Rose Cottage is a Grade II listed building in the South Hams local planning authority area, England. First listed on 11 December 1969. House.
Rose Cottage
- WRENN ID
- frozen-banister-swift
- Grade
- II
- Local Planning Authority
- South Hams
- Country
- England
- Date first listed
- 11 December 1969
- Type
- House
- Source
- Historic England listing
Description
DARTMOUTH
673-1/8/61 CHURCH CLOSE 11-DEC-69 5 ROSE COTTAGE (Formerly listed as: CHURCH CLOSE 5) (Formerly listed as: CHURCH CLOSE 5 AND 7)
II A small house constructed in the early-mid C17, with some C19 modernisation.
MATERIALS: The house is of mixed construction: stone rubble side walls and a smooth rendered timber-framed front. There is a rendered stone chimneystack with clay pots. The roof is slate the windows and door are timber.
PLAN: A single-bay, double-depth plan.
EXTERIOR: The three-storey house has a one-window range. The central windows on each floor have 12-pane sashes with slender glazing bars. The first and second floor windows are set in a canted bay. The doorway to the right contains a C19 six-panel door under a flat-roofed hood with shaped timber brackets. The top two panels of the door are glazed and cast iron door furniture includes a small letterbox, a door knocker and doorknob. The door step is local stone, and to the left is a cast iron boot scraper inset in the wall. There is a slate roof with a rendered left end stack above plain eaves. The house stands in a row between other C17 buildings.

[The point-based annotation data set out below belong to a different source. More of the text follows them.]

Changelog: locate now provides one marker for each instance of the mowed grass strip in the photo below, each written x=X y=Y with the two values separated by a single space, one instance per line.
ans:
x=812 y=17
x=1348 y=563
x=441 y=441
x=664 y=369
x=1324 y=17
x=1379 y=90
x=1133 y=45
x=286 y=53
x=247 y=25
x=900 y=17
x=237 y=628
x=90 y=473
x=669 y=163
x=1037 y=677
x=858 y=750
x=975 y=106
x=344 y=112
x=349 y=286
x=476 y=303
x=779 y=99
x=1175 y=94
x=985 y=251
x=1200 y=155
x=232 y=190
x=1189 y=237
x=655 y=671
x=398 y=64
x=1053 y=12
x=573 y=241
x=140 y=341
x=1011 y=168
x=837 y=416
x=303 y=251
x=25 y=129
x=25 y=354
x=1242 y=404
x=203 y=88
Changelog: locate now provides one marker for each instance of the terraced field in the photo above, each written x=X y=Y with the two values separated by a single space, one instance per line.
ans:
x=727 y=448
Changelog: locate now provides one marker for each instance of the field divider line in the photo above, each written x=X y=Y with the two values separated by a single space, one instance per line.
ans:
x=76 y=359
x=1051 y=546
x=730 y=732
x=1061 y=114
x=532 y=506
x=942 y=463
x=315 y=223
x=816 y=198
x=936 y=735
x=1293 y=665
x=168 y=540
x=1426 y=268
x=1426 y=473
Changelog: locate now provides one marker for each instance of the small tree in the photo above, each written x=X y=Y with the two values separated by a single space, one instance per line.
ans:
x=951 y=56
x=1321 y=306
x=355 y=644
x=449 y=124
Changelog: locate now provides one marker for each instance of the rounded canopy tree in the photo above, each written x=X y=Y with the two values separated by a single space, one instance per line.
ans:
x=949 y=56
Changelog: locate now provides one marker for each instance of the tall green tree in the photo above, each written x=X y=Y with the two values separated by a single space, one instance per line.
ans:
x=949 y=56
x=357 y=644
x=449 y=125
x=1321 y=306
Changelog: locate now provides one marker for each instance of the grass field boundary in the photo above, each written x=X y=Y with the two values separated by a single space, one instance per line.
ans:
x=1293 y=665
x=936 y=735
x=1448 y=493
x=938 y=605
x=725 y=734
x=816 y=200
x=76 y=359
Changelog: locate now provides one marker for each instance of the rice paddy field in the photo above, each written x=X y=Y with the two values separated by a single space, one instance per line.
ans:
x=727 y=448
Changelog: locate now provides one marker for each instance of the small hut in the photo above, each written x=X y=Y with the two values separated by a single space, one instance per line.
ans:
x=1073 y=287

INTERIOR: Not Inspected (2009)
HISTORY: No. 5 Church Close stands opposite the medieval St Saviour's Church, which forms the focus for the New Quay area of Dartmouth. The list description for the church notes that many of the surrounding houses were occupied by merchant families who are commemorated in the church, and that several houses survive with architectural parallels to the C17 carpentry and joinery in the church. The neighbouring house to No. 5 Church Close, Pilot Cottage or No. 7 Church Close has C17 panelling in the hallway. It is unknown whether such features survive in No. 5, but from external appearances it would seem that the buildings are of a similar date, type and function: C17 merchant houses.
No. 5 Church Close appears to have been modernised in the early/ mid-C19 with new oriel windows and a new front door with hood, plus a cast iron boot scraper. The building is generally shown in its current configuration on the Ordnance Survey map of 1889, although the rear of the property appears to have been reworked over the intervening years.
REASON FOR DESIGNATION
Rose Cottage, No. 5 Church Close is listed at Grade II for the following principal reasons:
- The building remains a characterful C17 house with C19 modifications.